Avec « Bénéfriches », outil lancé par l’Ademe en septembre 2021, les collectivités vont bientôt disposer d’un outil permettant de quantifier les bénéfices socio-économiques et environnementaux des projets de reconversion.

En créant le dispositif du tiers-demandeur, la loi Allur leur donne un autre atout. Avec le tiers-demandeur, la responsabilité matérielle et financière de la remise en état du terrain peut désormais être transférée à un tiers intéressé : aménageur, promoteur, bailleur social. Celui-ci se substitue alors au dernier exploitant du site, moyennant accord du Préfet.

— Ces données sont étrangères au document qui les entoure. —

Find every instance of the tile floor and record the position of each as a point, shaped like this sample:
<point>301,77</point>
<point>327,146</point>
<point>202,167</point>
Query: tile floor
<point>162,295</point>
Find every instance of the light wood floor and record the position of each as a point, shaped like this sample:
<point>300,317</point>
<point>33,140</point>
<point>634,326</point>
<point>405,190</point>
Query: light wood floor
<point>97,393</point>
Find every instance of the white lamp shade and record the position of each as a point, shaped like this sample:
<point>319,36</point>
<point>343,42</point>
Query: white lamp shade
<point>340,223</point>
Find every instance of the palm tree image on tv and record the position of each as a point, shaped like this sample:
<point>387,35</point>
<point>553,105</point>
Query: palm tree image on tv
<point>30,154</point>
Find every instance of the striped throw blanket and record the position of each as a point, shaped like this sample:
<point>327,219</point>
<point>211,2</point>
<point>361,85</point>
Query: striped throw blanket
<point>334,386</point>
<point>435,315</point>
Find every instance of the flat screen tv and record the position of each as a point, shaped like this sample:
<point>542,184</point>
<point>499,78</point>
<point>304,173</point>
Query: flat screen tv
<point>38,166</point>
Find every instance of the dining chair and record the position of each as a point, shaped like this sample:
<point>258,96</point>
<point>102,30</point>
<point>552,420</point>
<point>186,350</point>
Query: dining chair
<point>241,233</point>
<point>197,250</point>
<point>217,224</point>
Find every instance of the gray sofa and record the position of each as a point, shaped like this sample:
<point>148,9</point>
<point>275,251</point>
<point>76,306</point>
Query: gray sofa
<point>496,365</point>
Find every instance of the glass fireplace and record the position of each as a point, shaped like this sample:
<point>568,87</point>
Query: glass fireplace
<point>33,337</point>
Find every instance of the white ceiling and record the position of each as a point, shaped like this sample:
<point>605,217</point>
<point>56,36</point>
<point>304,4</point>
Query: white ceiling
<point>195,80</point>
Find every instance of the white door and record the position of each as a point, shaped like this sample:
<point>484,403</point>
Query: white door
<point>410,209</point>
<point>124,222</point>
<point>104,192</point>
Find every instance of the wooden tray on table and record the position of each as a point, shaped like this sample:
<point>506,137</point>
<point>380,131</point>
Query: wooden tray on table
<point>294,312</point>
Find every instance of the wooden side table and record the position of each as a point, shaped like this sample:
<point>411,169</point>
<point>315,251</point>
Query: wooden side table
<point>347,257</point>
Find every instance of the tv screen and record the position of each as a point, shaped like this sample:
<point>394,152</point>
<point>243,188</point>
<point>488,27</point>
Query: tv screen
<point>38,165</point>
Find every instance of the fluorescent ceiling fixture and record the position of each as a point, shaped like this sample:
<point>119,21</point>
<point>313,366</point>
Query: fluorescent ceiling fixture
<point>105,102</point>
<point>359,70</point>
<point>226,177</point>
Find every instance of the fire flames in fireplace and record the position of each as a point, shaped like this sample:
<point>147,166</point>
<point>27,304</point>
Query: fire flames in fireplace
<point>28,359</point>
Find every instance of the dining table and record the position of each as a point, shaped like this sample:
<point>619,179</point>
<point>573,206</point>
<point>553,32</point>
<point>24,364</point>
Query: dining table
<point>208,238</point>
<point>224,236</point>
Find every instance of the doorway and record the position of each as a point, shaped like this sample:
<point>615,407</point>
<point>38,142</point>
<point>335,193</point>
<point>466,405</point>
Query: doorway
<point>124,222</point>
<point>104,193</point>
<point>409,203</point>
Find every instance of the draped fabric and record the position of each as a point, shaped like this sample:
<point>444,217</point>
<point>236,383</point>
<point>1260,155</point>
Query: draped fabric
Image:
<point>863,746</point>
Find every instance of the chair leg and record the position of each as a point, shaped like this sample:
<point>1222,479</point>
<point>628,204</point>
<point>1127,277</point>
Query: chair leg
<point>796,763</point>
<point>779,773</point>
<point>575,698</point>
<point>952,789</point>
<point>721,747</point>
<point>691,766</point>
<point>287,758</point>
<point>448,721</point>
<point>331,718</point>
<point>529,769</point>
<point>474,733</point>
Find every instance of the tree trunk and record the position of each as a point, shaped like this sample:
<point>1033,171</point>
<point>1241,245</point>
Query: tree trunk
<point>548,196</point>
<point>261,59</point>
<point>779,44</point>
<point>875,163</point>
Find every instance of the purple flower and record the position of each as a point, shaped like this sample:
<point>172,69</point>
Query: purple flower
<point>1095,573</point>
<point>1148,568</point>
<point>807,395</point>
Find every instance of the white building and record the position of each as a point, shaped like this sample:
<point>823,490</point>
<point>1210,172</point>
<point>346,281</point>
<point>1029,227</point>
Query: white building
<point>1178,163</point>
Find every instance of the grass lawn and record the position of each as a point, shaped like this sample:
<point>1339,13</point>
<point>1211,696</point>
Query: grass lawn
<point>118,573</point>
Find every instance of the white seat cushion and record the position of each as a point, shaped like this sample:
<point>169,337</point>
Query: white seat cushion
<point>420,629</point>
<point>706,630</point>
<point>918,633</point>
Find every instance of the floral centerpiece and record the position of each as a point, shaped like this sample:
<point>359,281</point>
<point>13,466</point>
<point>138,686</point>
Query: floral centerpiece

Des friches hors projet immobilier : quand le foncier est hors marché

Les friches situées dans les grandes métropoles peuvent présenter un fort potentiel immobilier, du fait de la pression foncière pesant sur ces territoires. Dans les territoires plus excentrés, les petites collectivités ont aussi intérêt à reconvertir leurs friches, pour gagner en attractivité. Car une friche restant inoccupée devient vite un terrain vague ou un squat, qui déprécie un quartier.

Mais le bâti n’est pas la seule seconde vie possible pour ces espaces en déshérence. Des usages alternatifs émergent et se développent. Certaines friches trouvent ainsi une nouvelle vocation en accueillant une centrale photovoltaïque, une trame bleue ou verte, des jardins familiaux, une ferme urbaine ou encore en devenant des espaces de renaturation, qui captent le CO2 et luttent contre les îlots de chaleur urbains. Ces projets peuvent être transitoires, par exemple le temps d’une dépollution via la phytoremédiation.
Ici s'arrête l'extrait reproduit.